Start with a problem to solve
To sell agents to their staff, CIOs and CTOs must approach the new technology focused first on the problems they’re trying to solve, Chahar adds.
“CIOs and CTOs need to align agentic AI initiatives with their teams’ real challenges,” he says. “This means adopting a problem-first approach rather than chasing AI for the sake of it.”
IT leaders should integrate human expertise into the adoption process, while prioritizing transparency and investing in training, he adds. “Rather than pushing AI top-down, leaders should showcase tangible, incremental successes, establish clear accountability frameworks, and cultivate internal advocates to drive trust and widespread adoption,” Chahar says.
CIOs and CTOs should also deploy AI agents in phases, starting with small but high-impact projects that can deliver quick wins, adds Rob Kim, CTO at Presidio, an IT solutions provider. They should also welcome regular feedback from IT employees.
“Create regular forums for practitioners to share insights and challenges with leadership,” Kim says. “This ensures that leadership is conscious of ground-level concerns and can tackle them proactively.”

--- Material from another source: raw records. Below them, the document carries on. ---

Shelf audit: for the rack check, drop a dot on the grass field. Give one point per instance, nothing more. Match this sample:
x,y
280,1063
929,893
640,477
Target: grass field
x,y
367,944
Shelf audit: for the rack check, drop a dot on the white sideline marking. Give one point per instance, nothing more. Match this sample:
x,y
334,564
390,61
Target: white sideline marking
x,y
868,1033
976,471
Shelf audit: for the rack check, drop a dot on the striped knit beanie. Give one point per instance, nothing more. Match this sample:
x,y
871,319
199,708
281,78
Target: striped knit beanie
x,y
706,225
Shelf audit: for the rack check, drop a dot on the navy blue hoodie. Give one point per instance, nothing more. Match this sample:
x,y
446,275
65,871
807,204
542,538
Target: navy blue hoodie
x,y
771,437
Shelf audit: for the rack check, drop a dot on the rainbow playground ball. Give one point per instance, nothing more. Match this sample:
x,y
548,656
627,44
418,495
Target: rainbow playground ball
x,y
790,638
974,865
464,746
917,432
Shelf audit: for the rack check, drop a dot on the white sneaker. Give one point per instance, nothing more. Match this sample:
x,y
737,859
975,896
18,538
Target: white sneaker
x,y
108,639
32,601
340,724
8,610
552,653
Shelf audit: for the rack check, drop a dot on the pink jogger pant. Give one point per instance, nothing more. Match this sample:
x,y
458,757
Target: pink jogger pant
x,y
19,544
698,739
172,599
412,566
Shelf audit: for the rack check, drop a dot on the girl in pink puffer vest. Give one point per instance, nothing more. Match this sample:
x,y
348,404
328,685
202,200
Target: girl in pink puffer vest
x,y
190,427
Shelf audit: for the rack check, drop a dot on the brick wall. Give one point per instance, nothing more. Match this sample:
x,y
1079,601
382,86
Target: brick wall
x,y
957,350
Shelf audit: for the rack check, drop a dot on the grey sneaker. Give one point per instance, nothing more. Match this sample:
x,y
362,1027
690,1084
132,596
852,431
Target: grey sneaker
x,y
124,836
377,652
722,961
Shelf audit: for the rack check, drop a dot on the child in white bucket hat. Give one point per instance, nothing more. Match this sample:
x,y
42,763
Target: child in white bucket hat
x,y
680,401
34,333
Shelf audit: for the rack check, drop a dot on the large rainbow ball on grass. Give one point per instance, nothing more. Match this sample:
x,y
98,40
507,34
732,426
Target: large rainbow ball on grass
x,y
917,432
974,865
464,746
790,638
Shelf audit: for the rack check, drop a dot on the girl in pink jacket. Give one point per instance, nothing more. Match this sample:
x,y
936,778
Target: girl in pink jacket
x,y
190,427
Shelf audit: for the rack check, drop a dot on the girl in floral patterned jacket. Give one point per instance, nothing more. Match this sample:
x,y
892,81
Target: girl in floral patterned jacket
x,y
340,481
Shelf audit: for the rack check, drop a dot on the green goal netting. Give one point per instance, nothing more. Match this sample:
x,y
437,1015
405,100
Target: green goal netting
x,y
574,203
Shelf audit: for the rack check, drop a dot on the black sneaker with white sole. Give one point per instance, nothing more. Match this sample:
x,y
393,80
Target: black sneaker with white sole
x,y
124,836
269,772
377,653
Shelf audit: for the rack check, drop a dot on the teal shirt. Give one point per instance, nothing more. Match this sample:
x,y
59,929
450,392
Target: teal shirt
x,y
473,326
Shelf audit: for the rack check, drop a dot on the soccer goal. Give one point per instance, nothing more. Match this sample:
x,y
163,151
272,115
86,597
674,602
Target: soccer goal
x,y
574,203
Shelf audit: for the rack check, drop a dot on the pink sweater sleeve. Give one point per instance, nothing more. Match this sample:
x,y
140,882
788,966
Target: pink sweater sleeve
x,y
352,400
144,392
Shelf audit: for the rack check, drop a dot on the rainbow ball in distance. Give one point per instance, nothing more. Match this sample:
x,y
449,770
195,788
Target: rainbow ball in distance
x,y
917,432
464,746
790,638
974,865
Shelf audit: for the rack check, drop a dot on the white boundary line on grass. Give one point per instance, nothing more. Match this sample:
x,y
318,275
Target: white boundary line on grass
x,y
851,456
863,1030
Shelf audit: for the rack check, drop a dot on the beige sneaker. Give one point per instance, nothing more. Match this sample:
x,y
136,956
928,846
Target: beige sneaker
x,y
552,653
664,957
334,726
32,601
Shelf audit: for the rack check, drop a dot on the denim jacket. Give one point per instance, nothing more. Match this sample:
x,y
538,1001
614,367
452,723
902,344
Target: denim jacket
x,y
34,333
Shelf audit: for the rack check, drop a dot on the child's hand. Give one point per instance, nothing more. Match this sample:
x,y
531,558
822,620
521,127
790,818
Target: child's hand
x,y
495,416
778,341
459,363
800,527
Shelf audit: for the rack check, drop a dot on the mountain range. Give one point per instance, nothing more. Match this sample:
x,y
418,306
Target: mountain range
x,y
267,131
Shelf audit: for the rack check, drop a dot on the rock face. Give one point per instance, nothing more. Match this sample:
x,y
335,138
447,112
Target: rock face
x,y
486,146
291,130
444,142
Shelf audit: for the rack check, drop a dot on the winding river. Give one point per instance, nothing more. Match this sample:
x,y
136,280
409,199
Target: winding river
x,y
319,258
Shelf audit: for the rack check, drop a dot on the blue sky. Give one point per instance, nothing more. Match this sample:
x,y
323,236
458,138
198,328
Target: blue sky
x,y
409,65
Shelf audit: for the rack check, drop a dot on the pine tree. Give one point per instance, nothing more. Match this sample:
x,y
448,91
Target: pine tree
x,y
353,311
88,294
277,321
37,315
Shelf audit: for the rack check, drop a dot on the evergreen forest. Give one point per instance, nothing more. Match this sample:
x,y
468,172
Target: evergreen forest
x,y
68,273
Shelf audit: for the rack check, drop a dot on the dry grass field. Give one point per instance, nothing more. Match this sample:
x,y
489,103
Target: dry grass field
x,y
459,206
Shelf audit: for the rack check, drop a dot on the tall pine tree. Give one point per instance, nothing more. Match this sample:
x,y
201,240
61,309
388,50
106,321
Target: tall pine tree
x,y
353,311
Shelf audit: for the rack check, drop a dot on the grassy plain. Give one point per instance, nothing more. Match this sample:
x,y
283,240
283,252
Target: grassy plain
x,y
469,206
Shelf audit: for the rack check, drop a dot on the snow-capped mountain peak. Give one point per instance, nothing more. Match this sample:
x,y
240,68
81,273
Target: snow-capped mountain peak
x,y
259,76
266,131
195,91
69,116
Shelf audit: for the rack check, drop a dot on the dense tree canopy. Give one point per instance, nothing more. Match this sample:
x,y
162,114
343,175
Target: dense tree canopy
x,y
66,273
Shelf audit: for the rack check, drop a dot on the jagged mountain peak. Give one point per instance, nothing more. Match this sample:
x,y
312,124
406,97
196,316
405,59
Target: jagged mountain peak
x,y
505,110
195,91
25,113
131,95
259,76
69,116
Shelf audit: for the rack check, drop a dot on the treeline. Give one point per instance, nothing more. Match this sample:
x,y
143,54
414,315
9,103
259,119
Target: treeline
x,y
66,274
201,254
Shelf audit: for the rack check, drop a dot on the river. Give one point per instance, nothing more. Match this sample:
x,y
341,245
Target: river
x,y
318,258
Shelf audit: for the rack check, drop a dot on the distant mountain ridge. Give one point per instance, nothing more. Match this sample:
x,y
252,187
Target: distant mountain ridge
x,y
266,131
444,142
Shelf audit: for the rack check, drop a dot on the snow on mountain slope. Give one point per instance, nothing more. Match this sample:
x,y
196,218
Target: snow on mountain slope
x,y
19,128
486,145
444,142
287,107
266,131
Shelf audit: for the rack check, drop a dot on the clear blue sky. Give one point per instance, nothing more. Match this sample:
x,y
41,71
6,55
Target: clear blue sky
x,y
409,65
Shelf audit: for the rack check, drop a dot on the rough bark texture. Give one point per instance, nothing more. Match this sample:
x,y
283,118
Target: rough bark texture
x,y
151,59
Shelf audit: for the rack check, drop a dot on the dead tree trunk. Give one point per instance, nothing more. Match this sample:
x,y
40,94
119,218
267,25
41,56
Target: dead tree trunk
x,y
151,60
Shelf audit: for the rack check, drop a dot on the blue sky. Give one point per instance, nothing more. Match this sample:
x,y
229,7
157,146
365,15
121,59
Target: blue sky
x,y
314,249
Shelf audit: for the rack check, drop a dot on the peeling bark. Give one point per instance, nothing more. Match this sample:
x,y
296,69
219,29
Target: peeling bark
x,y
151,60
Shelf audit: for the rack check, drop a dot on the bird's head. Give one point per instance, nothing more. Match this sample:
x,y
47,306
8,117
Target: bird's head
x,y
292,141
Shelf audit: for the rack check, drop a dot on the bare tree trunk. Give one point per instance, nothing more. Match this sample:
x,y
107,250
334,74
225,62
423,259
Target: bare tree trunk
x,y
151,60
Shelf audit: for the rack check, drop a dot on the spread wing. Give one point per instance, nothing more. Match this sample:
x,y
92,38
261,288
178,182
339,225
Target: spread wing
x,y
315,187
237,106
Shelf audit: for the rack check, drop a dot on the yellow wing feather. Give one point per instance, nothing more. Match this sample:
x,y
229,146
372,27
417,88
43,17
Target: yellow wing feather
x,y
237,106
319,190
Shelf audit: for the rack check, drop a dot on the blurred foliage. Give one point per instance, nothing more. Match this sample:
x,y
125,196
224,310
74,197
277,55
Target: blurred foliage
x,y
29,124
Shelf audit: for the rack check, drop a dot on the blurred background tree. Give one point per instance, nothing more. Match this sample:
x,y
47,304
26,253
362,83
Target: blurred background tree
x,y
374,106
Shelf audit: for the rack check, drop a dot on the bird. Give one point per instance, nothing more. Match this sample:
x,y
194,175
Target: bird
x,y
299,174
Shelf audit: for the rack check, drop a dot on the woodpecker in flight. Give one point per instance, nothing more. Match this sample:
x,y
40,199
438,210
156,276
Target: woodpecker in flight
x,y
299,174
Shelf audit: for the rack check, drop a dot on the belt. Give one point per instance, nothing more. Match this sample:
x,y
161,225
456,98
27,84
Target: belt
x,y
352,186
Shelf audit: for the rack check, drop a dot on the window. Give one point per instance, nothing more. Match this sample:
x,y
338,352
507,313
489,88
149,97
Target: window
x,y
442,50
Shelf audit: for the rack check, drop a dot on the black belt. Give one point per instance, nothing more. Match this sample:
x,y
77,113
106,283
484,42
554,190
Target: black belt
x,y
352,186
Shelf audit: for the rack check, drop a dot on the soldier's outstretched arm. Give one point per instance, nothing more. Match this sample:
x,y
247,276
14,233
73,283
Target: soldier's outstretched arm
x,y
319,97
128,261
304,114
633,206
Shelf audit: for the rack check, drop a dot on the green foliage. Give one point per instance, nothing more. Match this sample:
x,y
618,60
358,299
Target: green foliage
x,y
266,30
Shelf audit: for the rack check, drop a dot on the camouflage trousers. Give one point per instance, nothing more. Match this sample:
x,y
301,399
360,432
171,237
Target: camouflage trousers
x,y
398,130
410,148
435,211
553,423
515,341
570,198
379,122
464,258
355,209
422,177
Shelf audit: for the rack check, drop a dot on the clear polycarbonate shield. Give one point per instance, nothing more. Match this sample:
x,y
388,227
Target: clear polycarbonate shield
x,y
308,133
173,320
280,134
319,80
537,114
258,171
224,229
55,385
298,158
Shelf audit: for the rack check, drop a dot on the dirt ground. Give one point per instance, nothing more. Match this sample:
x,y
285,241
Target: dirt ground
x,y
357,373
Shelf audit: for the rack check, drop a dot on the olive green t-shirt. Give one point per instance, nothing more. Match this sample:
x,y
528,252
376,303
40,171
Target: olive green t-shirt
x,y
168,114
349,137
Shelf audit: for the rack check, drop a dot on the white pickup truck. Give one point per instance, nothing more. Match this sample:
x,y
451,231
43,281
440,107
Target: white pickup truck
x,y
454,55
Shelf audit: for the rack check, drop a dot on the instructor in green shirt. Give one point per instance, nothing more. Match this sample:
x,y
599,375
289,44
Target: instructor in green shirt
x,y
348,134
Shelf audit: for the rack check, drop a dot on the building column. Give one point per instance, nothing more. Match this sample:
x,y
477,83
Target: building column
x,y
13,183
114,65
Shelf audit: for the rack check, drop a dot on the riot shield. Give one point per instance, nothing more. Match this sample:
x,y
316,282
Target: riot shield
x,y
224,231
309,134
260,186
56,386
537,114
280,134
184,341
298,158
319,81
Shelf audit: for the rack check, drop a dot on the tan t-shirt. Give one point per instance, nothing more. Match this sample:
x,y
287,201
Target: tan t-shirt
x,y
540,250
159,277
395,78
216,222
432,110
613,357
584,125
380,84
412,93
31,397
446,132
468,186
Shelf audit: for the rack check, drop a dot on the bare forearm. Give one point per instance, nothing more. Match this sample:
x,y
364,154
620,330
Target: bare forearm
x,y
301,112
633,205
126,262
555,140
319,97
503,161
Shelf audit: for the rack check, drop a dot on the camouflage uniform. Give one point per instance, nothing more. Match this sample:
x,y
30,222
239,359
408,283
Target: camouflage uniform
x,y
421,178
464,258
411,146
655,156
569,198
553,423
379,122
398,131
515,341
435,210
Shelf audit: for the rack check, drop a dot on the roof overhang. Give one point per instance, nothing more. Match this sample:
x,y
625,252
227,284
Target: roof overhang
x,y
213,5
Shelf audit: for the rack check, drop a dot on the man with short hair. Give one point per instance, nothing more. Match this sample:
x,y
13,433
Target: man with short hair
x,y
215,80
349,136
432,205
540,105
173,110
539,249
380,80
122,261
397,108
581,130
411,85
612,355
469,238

IT practitioners wary of AI agents should also remember the technology will improve as it matures, Kim says. As model reasoning improves, true multi-agent collaboration will allow agents to take more initiative to achieve the IT team’s desired results.
“This will be the worst version of agents and agentic AI that you will ever use — it only gets better,” he says. “Humans will then be able to orchestrate a larger volume of parallel workstreams and preside over the work of agents and bots.”